Consider a person standing in a room maintained at \(20^{\circ} \mathrm{C}\) at all times. The inner surfaces of the walls, floors, and ceiling of the house are observed to be at an average temperature of \(12^{\circ} \mathrm{C}\) in winter and \(23^{\circ} \mathrm{C}\) in summer. Determine the rates of radiation heat transfer between this person and the surrounding surfaces in both summer and winter if the exposed surface area, emissivity, and the average outer surface temperature of the person are \(1.6 \mathrm{~m}^{2}, 0.95\), and \(32^{\circ} \mathrm{C}\), respectively.

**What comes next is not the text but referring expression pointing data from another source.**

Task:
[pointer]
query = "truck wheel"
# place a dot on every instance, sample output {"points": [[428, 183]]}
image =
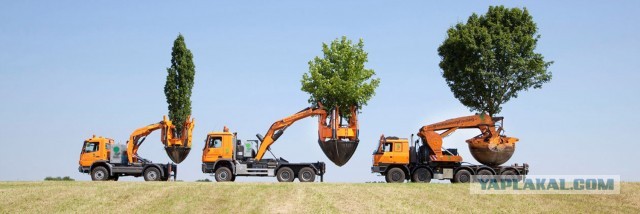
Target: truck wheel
{"points": [[462, 176], [223, 174], [306, 175], [152, 174], [285, 174], [484, 175], [509, 175], [99, 174], [421, 175], [395, 175]]}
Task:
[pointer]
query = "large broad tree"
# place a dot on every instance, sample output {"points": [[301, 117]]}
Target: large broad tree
{"points": [[491, 58], [339, 78], [179, 83]]}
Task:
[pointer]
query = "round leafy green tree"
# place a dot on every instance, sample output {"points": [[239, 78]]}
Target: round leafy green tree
{"points": [[339, 78], [179, 83], [491, 58]]}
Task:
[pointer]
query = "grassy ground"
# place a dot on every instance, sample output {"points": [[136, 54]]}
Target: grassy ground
{"points": [[195, 197]]}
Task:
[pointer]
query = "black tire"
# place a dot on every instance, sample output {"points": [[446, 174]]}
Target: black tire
{"points": [[152, 174], [462, 176], [99, 173], [421, 175], [285, 174], [510, 175], [306, 175], [484, 175], [395, 175], [223, 174]]}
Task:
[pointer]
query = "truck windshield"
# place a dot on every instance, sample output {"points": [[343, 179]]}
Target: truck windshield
{"points": [[215, 142], [90, 147]]}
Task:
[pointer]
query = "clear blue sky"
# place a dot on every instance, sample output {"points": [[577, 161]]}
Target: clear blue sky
{"points": [[70, 69]]}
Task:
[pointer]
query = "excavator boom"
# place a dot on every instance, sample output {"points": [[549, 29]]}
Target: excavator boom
{"points": [[489, 148], [337, 142], [177, 147]]}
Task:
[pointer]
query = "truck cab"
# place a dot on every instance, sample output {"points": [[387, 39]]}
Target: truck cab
{"points": [[226, 157], [390, 151], [95, 149]]}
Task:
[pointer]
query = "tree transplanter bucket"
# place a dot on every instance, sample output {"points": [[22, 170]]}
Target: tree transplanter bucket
{"points": [[339, 152], [177, 154]]}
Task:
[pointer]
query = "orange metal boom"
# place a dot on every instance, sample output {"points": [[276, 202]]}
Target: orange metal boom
{"points": [[484, 122], [167, 137], [330, 131]]}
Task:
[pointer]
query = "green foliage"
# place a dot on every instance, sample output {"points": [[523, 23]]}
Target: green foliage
{"points": [[339, 78], [488, 60], [65, 178], [179, 83]]}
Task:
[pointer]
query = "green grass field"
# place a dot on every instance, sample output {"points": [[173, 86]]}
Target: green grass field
{"points": [[196, 197]]}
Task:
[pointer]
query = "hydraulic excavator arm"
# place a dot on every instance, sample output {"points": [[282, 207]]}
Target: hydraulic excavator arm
{"points": [[490, 135], [338, 142], [174, 145], [277, 128]]}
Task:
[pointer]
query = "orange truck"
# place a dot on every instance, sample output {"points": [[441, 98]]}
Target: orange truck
{"points": [[105, 160], [226, 156], [398, 160]]}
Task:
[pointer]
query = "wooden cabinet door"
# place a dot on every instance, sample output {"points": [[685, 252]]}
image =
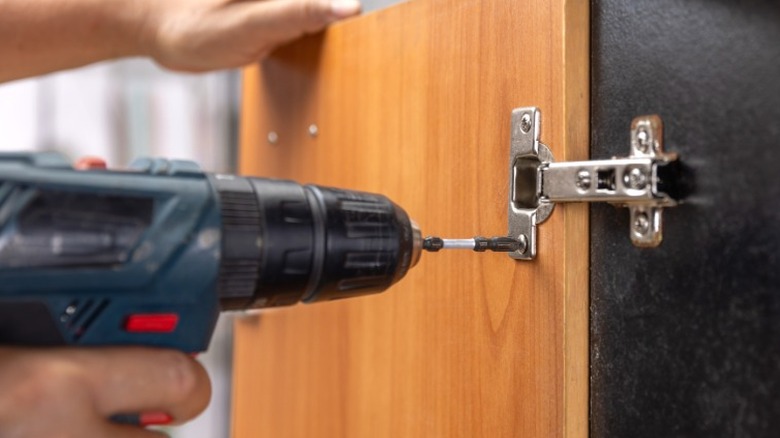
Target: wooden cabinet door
{"points": [[414, 102]]}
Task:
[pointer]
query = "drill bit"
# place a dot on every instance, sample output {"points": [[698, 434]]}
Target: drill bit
{"points": [[477, 244]]}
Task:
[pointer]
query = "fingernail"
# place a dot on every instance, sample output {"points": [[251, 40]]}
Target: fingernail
{"points": [[155, 419], [344, 8]]}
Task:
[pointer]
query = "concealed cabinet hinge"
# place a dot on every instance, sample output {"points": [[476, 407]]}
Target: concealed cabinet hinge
{"points": [[643, 181]]}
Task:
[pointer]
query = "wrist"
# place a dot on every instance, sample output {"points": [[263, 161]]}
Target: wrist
{"points": [[132, 27]]}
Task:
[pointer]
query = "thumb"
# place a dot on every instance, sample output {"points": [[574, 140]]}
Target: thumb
{"points": [[279, 21]]}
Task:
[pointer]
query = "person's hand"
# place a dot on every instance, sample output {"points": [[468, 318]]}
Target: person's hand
{"points": [[66, 392], [201, 35]]}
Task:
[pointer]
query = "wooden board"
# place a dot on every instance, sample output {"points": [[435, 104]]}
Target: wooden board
{"points": [[414, 102]]}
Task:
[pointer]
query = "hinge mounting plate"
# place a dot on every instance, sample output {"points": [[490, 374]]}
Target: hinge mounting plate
{"points": [[537, 183]]}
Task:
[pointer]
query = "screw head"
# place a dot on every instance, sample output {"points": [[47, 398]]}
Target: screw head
{"points": [[641, 223], [583, 180], [643, 139], [525, 123], [635, 179]]}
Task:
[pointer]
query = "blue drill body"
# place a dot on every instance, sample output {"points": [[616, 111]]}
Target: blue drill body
{"points": [[139, 257]]}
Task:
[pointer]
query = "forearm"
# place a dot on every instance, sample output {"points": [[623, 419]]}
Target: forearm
{"points": [[42, 36]]}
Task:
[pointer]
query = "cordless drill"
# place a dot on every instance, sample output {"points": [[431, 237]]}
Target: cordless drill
{"points": [[150, 255]]}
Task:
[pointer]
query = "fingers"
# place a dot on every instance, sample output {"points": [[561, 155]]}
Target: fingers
{"points": [[284, 20], [119, 431], [138, 380]]}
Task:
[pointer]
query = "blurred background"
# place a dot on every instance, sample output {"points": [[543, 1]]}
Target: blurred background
{"points": [[122, 110]]}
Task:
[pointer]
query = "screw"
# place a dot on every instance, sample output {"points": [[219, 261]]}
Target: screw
{"points": [[641, 223], [583, 180], [525, 123], [643, 139], [635, 179]]}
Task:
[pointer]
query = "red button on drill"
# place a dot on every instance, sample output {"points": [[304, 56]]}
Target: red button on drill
{"points": [[152, 323]]}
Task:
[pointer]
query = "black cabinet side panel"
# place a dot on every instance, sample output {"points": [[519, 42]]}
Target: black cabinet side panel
{"points": [[685, 339]]}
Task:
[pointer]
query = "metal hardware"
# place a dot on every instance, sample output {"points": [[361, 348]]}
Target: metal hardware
{"points": [[537, 183]]}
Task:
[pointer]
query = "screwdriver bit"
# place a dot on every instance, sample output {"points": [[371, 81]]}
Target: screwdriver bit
{"points": [[477, 244]]}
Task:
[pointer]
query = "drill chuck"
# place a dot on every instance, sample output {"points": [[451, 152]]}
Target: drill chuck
{"points": [[150, 255], [283, 242]]}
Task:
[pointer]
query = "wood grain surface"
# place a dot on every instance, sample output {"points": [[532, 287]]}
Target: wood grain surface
{"points": [[414, 102]]}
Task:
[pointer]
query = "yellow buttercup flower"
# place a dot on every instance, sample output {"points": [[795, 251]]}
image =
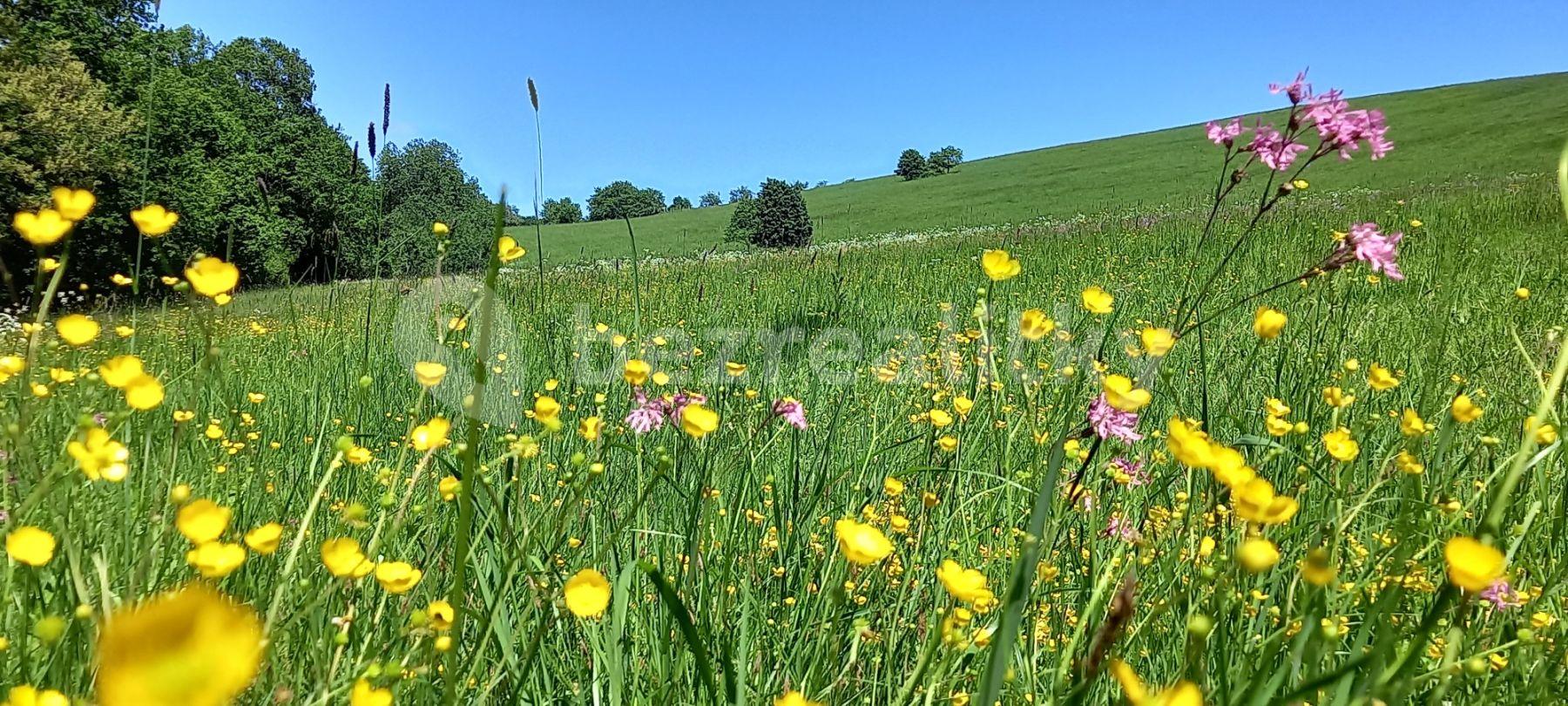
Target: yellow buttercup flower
{"points": [[509, 250], [1256, 501], [964, 584], [1269, 322], [439, 614], [698, 421], [1341, 445], [1317, 568], [1382, 378], [1121, 394], [397, 576], [1179, 694], [1544, 433], [429, 374], [30, 545], [1258, 554], [264, 540], [154, 220], [366, 694], [72, 204], [211, 276], [999, 266], [590, 429], [44, 227], [587, 594], [548, 411], [1156, 341], [635, 372], [430, 435], [1473, 565], [78, 329], [1035, 325], [1465, 410], [1410, 424], [203, 521], [145, 392], [99, 455], [344, 559], [795, 698], [1098, 302], [862, 543], [215, 559], [193, 647]]}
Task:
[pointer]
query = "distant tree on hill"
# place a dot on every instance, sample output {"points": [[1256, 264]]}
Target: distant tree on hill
{"points": [[946, 159], [911, 165], [783, 220], [562, 211], [621, 200], [742, 223]]}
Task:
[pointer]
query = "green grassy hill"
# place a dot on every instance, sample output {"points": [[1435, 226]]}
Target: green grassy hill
{"points": [[1442, 133]]}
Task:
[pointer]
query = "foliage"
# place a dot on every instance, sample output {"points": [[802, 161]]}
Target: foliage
{"points": [[744, 223], [781, 217], [621, 200], [946, 159], [911, 165], [562, 211]]}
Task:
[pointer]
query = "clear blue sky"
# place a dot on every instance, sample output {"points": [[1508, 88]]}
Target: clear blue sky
{"points": [[706, 96]]}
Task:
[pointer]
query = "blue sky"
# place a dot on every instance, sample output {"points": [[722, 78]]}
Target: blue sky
{"points": [[711, 94]]}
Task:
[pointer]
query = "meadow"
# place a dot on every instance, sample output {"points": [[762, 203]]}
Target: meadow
{"points": [[1152, 454]]}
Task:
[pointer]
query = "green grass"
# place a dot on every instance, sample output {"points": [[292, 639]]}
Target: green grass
{"points": [[1446, 133], [728, 584]]}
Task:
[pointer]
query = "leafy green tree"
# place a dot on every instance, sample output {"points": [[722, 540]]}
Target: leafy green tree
{"points": [[911, 165], [946, 159], [742, 223], [783, 220], [621, 200], [562, 211]]}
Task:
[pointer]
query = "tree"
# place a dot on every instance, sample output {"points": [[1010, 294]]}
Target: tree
{"points": [[783, 220], [946, 159], [742, 223], [911, 165], [621, 200], [562, 211]]}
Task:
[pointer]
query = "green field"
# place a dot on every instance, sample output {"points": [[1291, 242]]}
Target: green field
{"points": [[933, 423], [1450, 133]]}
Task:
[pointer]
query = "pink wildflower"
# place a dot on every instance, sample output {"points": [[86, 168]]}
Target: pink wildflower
{"points": [[1132, 470], [1111, 423], [1225, 133], [792, 411], [1299, 90], [648, 415], [1274, 149], [1372, 247]]}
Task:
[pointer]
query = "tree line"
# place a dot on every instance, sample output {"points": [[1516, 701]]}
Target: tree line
{"points": [[96, 94]]}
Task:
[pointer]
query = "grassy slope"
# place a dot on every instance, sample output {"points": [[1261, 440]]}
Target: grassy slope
{"points": [[1442, 133]]}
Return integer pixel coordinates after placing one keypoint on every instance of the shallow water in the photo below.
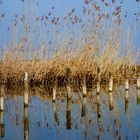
(106, 116)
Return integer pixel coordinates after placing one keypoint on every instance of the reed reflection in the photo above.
(56, 119)
(138, 96)
(2, 124)
(126, 100)
(84, 102)
(26, 123)
(99, 115)
(110, 100)
(68, 113)
(26, 119)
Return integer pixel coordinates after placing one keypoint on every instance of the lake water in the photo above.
(105, 116)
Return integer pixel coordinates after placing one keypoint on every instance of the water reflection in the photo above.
(98, 116)
(68, 113)
(110, 101)
(56, 119)
(84, 102)
(138, 96)
(126, 100)
(2, 124)
(26, 123)
(99, 113)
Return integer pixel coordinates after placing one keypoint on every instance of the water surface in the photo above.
(105, 116)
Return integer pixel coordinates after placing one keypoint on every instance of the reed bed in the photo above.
(98, 45)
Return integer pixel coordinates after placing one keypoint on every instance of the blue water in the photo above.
(91, 117)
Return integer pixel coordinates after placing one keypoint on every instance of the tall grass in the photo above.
(97, 45)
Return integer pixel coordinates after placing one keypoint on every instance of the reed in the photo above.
(98, 46)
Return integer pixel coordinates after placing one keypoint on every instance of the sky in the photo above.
(9, 9)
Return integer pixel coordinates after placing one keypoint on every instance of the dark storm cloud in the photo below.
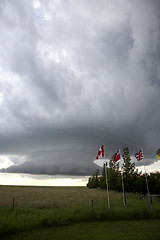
(75, 75)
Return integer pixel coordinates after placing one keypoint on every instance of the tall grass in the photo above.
(37, 207)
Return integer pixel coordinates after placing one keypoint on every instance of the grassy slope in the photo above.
(121, 230)
(41, 207)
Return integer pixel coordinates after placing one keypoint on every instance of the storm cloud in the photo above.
(75, 75)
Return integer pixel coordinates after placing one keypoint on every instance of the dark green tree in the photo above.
(128, 170)
(93, 181)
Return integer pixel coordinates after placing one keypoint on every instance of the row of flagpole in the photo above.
(117, 156)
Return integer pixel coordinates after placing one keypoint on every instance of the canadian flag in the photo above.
(117, 156)
(100, 152)
(139, 155)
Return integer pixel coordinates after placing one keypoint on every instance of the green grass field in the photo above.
(53, 209)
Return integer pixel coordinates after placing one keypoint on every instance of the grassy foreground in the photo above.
(121, 230)
(51, 207)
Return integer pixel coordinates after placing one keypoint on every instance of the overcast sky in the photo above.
(75, 75)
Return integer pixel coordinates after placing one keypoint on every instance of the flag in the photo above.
(117, 156)
(139, 155)
(158, 154)
(100, 152)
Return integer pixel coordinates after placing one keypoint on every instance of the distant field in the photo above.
(48, 207)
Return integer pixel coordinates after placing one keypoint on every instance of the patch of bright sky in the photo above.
(40, 180)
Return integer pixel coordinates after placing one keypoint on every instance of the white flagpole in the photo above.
(124, 196)
(146, 178)
(107, 180)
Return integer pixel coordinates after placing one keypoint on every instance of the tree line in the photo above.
(133, 181)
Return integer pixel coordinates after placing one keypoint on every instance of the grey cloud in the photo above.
(74, 76)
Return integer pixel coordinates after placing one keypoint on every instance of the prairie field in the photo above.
(27, 209)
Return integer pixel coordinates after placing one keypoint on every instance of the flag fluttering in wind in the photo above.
(158, 154)
(100, 152)
(139, 155)
(117, 156)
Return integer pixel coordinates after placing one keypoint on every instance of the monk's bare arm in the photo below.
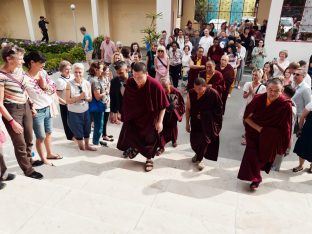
(187, 113)
(252, 124)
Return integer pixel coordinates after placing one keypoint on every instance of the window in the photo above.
(295, 21)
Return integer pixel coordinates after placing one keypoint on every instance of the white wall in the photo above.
(164, 6)
(296, 50)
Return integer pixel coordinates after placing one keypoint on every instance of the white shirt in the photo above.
(277, 71)
(258, 90)
(206, 42)
(82, 105)
(61, 84)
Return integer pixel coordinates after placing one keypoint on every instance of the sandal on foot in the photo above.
(254, 185)
(194, 159)
(54, 157)
(133, 153)
(160, 151)
(149, 165)
(297, 169)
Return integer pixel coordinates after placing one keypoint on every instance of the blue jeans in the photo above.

Consider heat loss through the two walls of a house on a winter night. The walls are identical, except that one of them has a tightly fit glass window. Through which wall will the house lose more heat? Explain.

A cold bottled drink ( \(\left.m=2.5 \mathrm{~kg}, c_{p}=4200 \mathrm{~J} / \mathrm{kg} \cdot \mathrm{K}\right)\) at \(5^{\circ} \mathrm{C}\) is left on a table in a room. The average temperature of the drink is observed to rise to \(15^{\circ} \mathrm{C}\) in 30 minutes. The average rate of heat transfer to the drink is (a) \(23 \mathrm{~W}\) (b) \(29 \mathrm{~W}\) (c) \(58 \mathrm{~W}\) (d) \(88 \mathrm{~W}\) (e) \(122 \mathrm{~W}\)

An aluminum pan whose thermal conductivity is \(237 \mathrm{~W} / \mathrm{m} \cdot \mathrm{K}\) has a flat bottom with diameter \(15 \mathrm{~cm}\) and thickness \(0.4 \mathrm{~cm}\). Heat is transferred steadily to boiling water in the pan through its bottom at a rate of \(1400 \mathrm{~W}\). If the inner surface of the bottom of the pan is at \(105^{\circ} \mathrm{C}\), determine the temperature of the outer surface of the bottom of the pan.

A soldering iron has a cylindrical tip of \(2.5 \mathrm{~mm}\) in diameter and \(20 \mathrm{~mm}\) in length. With age and usage, the tip has oxidized and has an emissivity of \(0.80\). Assuming that the average convection heat transfer coefficient over the soldering iron tip is \(25 \mathrm{~W} / \mathrm{m}^{2} \cdot \mathrm{K}\), and the surrounding air temperature is \(20^{\circ} \mathrm{C}\), determine the power required to maintain the tip at \(400^{\circ} \mathrm{C}\).